We found that FOHR had the strongest relationship with actual ventricular size, although other ventricular size indices also had statistically significant associations. This is consistent with prior studies by O’Hayon et al.⁸ and Jamous et al.⁵ Jamous et al. suggested that FOHR was inaccurate in subjects with asymmetrical or slit ventricles. Our population only included 5 subjects with asymmetrical ventricles and none with slit ventricles according to the criteria used by Jamous et al., which precludes us from evaluating FOHR in these circumstances. Despite the different imaging modality used, our results are also consistent with those of O’Hayon et al., who found that FOHR was the most accurate modality considered, with others, such as Evans’ index and the bicaudate index, being less accurate.⁸ We do expand upon these prior efforts in 2 ways. First, we measured relative ventricular size using the entire ventricular and intracranial volumes, unlike O’Hayon et al., who used a single slice. Second, we performed statistical comparisons of the various linear measures to compare them directly, instead of simply presenting point estimates of the correlation coefficients.
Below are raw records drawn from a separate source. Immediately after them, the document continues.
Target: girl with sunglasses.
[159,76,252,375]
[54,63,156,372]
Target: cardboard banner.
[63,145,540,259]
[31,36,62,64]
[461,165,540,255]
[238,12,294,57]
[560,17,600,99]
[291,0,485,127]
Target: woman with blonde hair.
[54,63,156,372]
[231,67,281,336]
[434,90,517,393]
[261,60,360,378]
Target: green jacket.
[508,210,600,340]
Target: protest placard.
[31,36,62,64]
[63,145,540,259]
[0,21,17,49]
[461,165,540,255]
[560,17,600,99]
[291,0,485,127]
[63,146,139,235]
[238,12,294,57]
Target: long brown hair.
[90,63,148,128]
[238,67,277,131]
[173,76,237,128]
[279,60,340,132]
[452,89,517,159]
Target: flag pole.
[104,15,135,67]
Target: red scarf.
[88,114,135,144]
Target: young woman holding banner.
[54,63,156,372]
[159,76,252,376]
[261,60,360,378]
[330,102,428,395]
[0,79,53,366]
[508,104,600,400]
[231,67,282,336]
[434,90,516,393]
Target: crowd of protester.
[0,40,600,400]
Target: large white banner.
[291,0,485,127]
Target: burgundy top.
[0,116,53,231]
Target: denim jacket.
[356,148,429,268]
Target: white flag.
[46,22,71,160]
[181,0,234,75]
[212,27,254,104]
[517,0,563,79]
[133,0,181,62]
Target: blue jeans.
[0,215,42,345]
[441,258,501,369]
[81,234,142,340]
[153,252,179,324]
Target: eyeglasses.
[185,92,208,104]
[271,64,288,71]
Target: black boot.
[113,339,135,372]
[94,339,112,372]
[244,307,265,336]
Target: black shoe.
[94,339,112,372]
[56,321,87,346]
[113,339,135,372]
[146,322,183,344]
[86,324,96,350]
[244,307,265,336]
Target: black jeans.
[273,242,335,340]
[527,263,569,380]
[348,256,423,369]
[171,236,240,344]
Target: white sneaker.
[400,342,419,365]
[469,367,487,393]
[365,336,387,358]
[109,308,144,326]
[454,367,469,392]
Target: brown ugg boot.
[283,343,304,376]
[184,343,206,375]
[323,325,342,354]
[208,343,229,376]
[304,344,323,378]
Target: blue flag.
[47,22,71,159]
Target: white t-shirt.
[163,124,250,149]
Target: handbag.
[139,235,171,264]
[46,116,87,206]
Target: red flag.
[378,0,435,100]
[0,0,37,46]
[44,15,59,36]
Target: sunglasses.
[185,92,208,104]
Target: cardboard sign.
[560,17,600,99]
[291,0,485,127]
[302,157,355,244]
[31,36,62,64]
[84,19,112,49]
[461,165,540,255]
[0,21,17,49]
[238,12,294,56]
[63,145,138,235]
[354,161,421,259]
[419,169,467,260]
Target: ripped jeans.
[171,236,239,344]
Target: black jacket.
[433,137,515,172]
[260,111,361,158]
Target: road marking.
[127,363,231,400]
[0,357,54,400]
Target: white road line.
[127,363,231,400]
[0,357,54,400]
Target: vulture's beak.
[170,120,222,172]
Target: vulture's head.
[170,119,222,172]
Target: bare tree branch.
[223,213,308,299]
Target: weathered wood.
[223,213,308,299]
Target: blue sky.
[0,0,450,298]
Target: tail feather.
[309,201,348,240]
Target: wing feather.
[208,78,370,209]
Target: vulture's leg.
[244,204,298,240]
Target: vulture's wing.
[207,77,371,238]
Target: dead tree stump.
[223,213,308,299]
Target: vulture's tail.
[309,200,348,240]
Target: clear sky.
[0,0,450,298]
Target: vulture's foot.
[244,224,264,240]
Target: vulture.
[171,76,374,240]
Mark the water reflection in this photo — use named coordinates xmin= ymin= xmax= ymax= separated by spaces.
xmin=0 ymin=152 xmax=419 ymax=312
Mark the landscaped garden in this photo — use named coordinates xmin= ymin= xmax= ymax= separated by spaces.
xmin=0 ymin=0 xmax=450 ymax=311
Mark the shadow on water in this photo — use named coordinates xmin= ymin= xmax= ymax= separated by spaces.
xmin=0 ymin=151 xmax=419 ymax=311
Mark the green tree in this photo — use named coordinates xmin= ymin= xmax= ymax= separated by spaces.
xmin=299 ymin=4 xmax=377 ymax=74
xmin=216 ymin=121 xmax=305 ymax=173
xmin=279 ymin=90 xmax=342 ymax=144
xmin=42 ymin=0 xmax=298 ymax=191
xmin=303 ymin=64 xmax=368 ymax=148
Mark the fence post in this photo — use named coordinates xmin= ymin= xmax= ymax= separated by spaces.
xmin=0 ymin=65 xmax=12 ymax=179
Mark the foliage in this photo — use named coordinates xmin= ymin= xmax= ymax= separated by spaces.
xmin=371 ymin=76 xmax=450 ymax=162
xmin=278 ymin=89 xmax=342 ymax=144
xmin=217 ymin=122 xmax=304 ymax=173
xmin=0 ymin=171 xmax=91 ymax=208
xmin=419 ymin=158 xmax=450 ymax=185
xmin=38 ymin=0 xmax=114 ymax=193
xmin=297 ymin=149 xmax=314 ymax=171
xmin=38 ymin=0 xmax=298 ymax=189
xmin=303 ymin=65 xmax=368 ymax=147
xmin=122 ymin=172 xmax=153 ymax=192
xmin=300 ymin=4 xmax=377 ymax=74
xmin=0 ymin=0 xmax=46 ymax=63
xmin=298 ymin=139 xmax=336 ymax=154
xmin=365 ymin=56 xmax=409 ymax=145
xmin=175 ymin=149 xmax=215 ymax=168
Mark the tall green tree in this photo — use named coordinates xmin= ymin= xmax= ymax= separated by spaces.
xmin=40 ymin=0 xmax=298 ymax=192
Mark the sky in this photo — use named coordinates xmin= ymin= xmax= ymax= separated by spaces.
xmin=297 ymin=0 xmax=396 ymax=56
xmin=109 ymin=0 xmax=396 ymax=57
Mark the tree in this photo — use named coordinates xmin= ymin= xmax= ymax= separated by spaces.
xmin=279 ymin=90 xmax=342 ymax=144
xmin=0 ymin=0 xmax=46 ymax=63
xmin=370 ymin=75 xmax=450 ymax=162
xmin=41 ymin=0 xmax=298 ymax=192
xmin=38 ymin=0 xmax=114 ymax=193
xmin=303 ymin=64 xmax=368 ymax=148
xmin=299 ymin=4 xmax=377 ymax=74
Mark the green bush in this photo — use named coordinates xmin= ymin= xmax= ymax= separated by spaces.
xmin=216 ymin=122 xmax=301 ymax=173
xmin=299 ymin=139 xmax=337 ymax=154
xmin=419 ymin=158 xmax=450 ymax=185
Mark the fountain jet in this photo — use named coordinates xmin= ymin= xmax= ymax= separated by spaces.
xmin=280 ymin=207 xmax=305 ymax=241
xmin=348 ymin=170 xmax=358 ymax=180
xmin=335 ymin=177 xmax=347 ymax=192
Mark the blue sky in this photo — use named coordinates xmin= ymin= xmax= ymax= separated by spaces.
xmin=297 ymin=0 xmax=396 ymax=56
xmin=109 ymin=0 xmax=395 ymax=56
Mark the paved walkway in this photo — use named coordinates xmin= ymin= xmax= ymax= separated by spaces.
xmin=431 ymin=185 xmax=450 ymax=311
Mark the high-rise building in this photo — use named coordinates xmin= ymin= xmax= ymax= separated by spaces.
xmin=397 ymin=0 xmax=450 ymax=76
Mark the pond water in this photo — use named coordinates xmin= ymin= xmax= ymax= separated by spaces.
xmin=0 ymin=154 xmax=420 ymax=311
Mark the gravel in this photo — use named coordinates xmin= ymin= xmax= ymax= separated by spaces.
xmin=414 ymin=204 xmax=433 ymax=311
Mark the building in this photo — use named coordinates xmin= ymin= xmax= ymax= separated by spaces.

One potential confounding factor is the presence of enlarged subarachnoid spaces in children with hydrocephalus, which will result in the ICV not reflecting the actual amount of brain parenchyma. Accurate measurement of the subarachnoid volume is very difficult due to its complex structure and poor contrast. To overcome this issue, we developed the ABV, which depends only on the size of the brain parenchyma. The harmony of comparisons using either ICV or ABV indicates that the conclusions are not dependent on the volume of the subarachnoid spaces.

In general, if absolute ventricular volumes are needed, the use of absolute measurements is preferred to normalized ones. FOHR, however, was a good predictor of both absolute and relative ventricular volume. Other indices are still associated with ventricular size and may be appropriate clinically.

The primary limitation regarding the accuracy of our measurements is that we were not able to separate CSF in the subarachnoid space from the rest of the ICV because of the complex geometry of CSF in the sulci. To compensate for this, we performed 2 independent normalizations of the ventricular volume using both the ICV and ABV. Since the 2 strategies produced concordant results, we do not believe that subarachnoid space significantly alters our conclusions.

Perhaps surprisingly, the decrease in residual ICV due to ventricular enlargement was not detectable in this study. This suggests that, at least in this cohort of young subjects with congenital hydrocephalus, the increase in ICV secondary to hydrocephalus may preserve total brain volume.